Three Ordinary Girls: The Remarkable Story of Three Dutch Teenagers Who Became Spies, Saboteurs, Nazi Assassins and WWII Heroes by Tim Brady, David de Vries (Narrator)

Published February 23rd 2021 by HighBridge, a division of Recorded Books, Citadel Press

4 Stars: ⭐⭐⭐⭐

I like to read or listen to books dealing with WWII, but especially about people or even that I do not know a lot about. I knew that the Nazis had invaded and occupied the Netherlands, but only about Anne Frank and Corrie ten Boom. This story was about the resistance, specifically, three young women who worked with the Socialists. The story begins in the Dutch city of Haarlem where three teenage girls: Hannie Schaft, and sisters Truus and Freddie Oversteegen joined the local resistance and soon were some of the best agents they had. Some of the things they did included sheltering fleeing Jews, political dissidents, and Dutch resisters. They sabotaged bridges and railways and donned disguises to lead Jewish children to safehouses. They transported weapons and set military facilities ablaze, and even carried out the assassinations of German soldiers and traitors.

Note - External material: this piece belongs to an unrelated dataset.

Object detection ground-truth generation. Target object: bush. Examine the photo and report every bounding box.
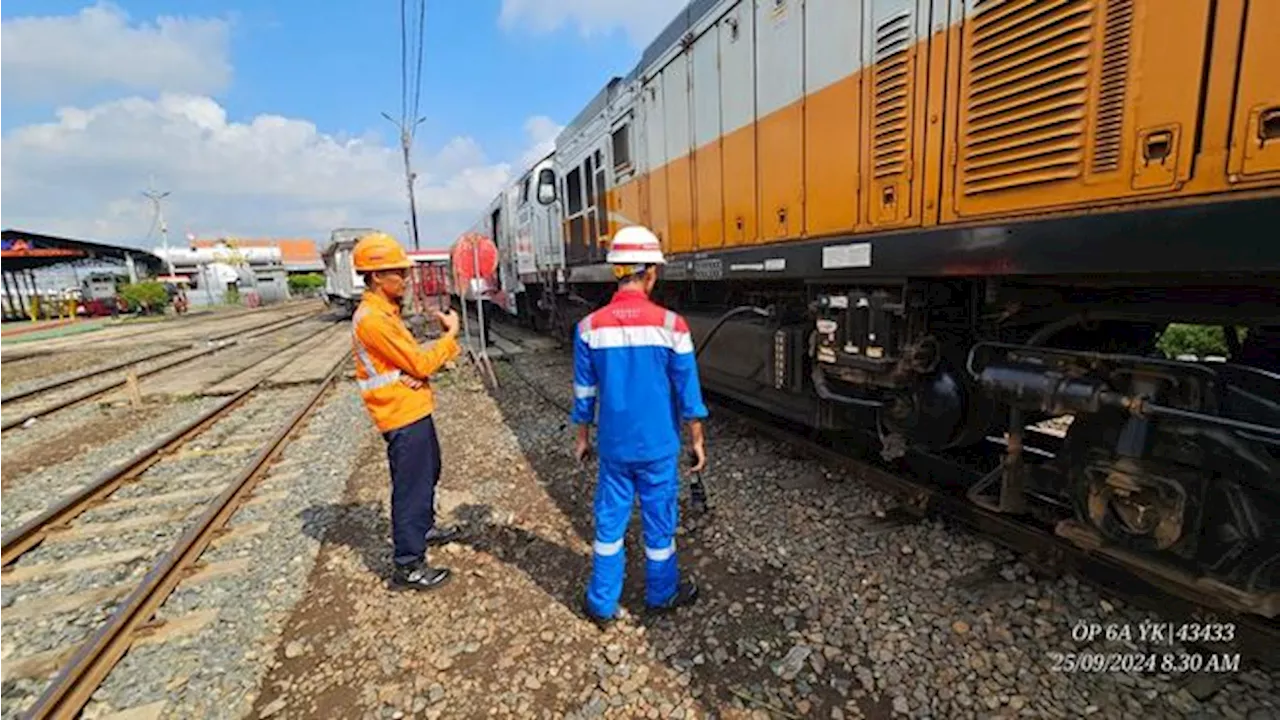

These young women were fearless and took on missions that could have ended up killing them or capturing them, but they persevered and were willing to risk their lives for freedom and what was right. They were raised in political families and those beliefs of freedom and equality were ingrained in them. I was impressed with their courage and the faith the resistance had in them. There was also a lot of detail about the hardships of the Dutch people due to the occupation. The way they turned citizens against one another by offering special rewards turned many people into informants and some of them were killed by the resistance due to that. Living through a war is brought into a very realistic light in this book that is not always easy to read. I didn’t realize that the Socialists were so entrenched in the Netherlands and was saddened to hear that these heroes were not honoured as they should have been due to their political leanings. I started to read this book, but it was a bit dry. I switched to the audiobook and was much more interested and able to attend more. One of girls did lose her life before the allies liberated them, but the other two survived into their 90s. Hannie, Truus and Freddie were all recognized by Israel and the Jewish people for her selflessness, named Righteous Among the Nations and finally honored in their own county in 2014. If you enjoy learning about real heroes from the war years, then pick this book up, I do recommend listening to it if you have that option.


Three Ordinary Girls: The Remarkable Story of Three Dutch Teenagers Who Became Spies, Saboteurs, Nazi Assassins–and WWII Heroes

About the Book: The astonishing WWII true story of a trio of fearless female resisters whose youth and innocence belied their extraordinary daring in the Nazi-occupied Netherlands. It also made them the underground’s most invaluable commodity. Now for the first time, the complete account of these inspiring teenagers, recruited during WWII as spies, saboteurs and Nazi assassins, who fulfilled their harrowing missions with remarkable courage.

May 10, 1940. The Netherlands was swarming with Third Reich troops. In seven days it’s entirely occupied by Nazi Germany. Joining a small resistance cell in the Dutch city of Haarlem were three teenage girls: Hannie Schaft, and sisters Truus and Freddie Oversteegen who would soon band together to form a singular female underground squad.

Smart, fiercely political, devoted solely to the cause, and “with nothing to lose but their own lives”, Hannie, Truus, and Freddie took terrifying direct action against Nazi targets. That included sheltering fleeing Jews, political dissidents, and Dutch resisters. They sabotaged bridges and railways and donned disguises to lead children from probable internment in concentration camps to safehouses. They covertly transported weapons and set military facilities ablaze. And they carried out the assassinations of German soldiers and traitors-on public streets and in private traps-with the courage of veteran guerilla fighters and the cunning of seasoned spies.

In telling this true story through the lens of a fearlessly unique trio of freedom fighters, Tim Brady offers a never-before-seen perspective of the Dutch resistance during the war. Of lives under threat; of how these courageous young women became involved in the underground; and how their dedication evolved into dangerous, life-threatening missions on behalf of Dutch patriots-regardless of the consequences.

Harrowing, emotional, and unforgettable, Three Ordinary Girls finally moves these three icons of resistance into the deserved forefront of world history.